JEJU, South Korea — Top U.S. officials are at odds on the critical question of whether to ask the North Koreans to set a timeline on when they will begin the step-by-step process of attaining “complete denuclearization” as promised in the Singapore summit between President Trump and Kim Jong-un and in two summits in Panmunjom between South Korean president President Moon Jae-in and Kim.
The differences put Defense Secretary Jim Mattis in apparent disagreement with Secretary of State Mike Pompeo, who said clearly he is not in favor of attempting to hold Kim to a timetable that would only obstruct progress toward reconciliation between North and South Korea as well as between North Korea and the United States.
Mattis, on a swing through northeast Asia that has taken him first to China and then on to Korea and Japan, did not specifically say that he wanted to pin Kim to a commitment on when he would show signs of getting rid of his nuclear and missile program, including warheads and the facilities needed to make them.

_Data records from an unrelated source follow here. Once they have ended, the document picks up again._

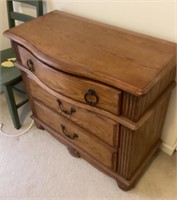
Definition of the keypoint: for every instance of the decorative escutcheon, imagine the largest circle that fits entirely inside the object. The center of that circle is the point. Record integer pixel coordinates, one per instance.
(72, 110)
(30, 65)
(71, 136)
(91, 92)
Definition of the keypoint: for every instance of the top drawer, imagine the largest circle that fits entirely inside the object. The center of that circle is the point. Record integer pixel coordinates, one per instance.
(83, 90)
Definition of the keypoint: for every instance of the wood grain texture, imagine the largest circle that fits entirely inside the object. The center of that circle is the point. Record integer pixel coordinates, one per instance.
(100, 126)
(129, 61)
(136, 145)
(134, 107)
(97, 149)
(132, 74)
(71, 86)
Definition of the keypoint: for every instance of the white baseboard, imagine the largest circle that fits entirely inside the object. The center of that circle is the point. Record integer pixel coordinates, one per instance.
(168, 149)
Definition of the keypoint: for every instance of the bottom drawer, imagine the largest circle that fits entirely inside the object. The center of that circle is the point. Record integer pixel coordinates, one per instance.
(84, 140)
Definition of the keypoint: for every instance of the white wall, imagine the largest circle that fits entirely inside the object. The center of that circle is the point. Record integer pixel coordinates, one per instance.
(154, 17)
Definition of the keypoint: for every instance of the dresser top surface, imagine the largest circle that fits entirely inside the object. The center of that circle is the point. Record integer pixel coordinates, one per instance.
(123, 59)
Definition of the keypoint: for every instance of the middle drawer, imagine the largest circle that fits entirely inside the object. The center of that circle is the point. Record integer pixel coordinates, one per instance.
(104, 128)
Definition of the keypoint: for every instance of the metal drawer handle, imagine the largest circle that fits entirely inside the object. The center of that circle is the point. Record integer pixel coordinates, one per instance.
(30, 65)
(93, 93)
(71, 136)
(72, 110)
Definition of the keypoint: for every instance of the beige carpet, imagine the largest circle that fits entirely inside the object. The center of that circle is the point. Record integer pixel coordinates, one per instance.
(36, 166)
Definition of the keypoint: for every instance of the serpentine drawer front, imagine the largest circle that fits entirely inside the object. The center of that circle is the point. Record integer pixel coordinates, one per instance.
(101, 90)
(73, 87)
(98, 125)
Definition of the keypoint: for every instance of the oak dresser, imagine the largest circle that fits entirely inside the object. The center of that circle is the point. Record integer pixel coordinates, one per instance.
(101, 90)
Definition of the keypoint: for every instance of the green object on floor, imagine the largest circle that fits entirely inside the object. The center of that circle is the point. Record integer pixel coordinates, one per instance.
(11, 76)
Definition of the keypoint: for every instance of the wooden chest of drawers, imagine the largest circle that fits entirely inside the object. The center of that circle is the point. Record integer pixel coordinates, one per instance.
(101, 90)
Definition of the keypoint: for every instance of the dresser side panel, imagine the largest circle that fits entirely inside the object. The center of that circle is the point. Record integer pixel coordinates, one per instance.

Rather, an anonymous source accompanying Mattis on his current visit to the region, said flatly that everyone would soon know “if they’re going to operate in good faith or not.” The source, speaking on behalf of Mattis, said the United States would be asking specific questions, making demands, calling for “a specific timeline.” The United States, presumably President Trump, would then “present the North Koreans with our concept of what implementation of the summit agreement looks like.”
Veteran American diplomats said this approach sounded much too threatening — and was sure to get nowhere — and could even result in a setback in efforts to persuade Kim to live up to the spirit of the Singapore summit.
It was to try to dispel these fears that Pompeo in Washington said bluntly he was “not going to put a timeline” on when the North Koreans should take certain measures needed to build confidence in Kim’s good faith.
Rather, Pompeo said in an interview with CNN, no matter whether the North Koreans act in two months or six months, “We are committed to moving forward in an expeditious moment to see if we can achieve what both leaders set out to do” at their summit on June 12 in Singapore.
Pompeo, however, may have unpublicized doubts as to the likelihood of North Korea acting in good faith. In order to determine how Kim really feels, he’s reportedly thinking of returning to North Korea for a third time. His return would be the first since he went there in May, had a long conversation with Kim and returned to the United States with three U.S. citizens who had been held there for unspecified crimes, probably spreading Christian prayers.
Unlike more hawkish members of Trump’s administration, notably the national security adviser John Bolton, Pompeo believes in the concept of “an ongoing process of making progress,” as he put it in a conversation with CNN.
Although his approach might be different from that of Mattis, they do share the common goal of seeking “complete, verifiable, irreversible denuclearization.”
Pompeo has said that he believes in the goal of “major disarmament” of North Korea, including a reduction of its armed forces of 1.2 million troops, during Trump’s first term in office. That’s an extremely vague goal — one that Mattis might not appreciate but does suggest a more realistic view.
Mattis, arriving in Seoul on Thursday after critical talks in Beijing, will undoubtedly be talking to President Moon and Defense Minister Song Young-moo about ways to deal with North Korea.
Mattis also will be talking about Trump’s decision to call off joint military exercises with the South Koreans. Trump did not discuss it with him before agreeing, at the Singapore summit, to acquiesce to Kim’s call for an end to war games in exchange for cessation of North Korean missile-and-nuclear testing.
Experts at the annual Jeju Forum for Peace and Prosperity expressed shock over Trump’s hasty agreement to Kim’s basic demand.
Gary Samore, executive director for research at the Belfer Center of the Harvard Kennedy School, said “the next obvious step would be to freeze the size of the fissile material” that North Korea has built up in recent years, but he doubted if Kim would agree.
“Such a process is going to be stretched out over years,” he said. “It’s very unlikely North Korea is going to stop its nuclear program.” As for the military exercises, he said Trump “could have agreed to trim the war games” by calling off flights of heavy bombers or deploying aircraft carriers off the coast rather than simply suspending exercises.
Joseph Yun, former U.S. negotiator with the North Koreans, was also disheartened by cancellation of this year’s war games, notably Ulchi Freedom Guardian, an exercise that’s been conducted every year in August.
Cancellation of the exercises “has implications for the strength of the U.S.-ROK alliance,” Yun said at the forum. “If the military do not exercise,” he said, “then why are they here?”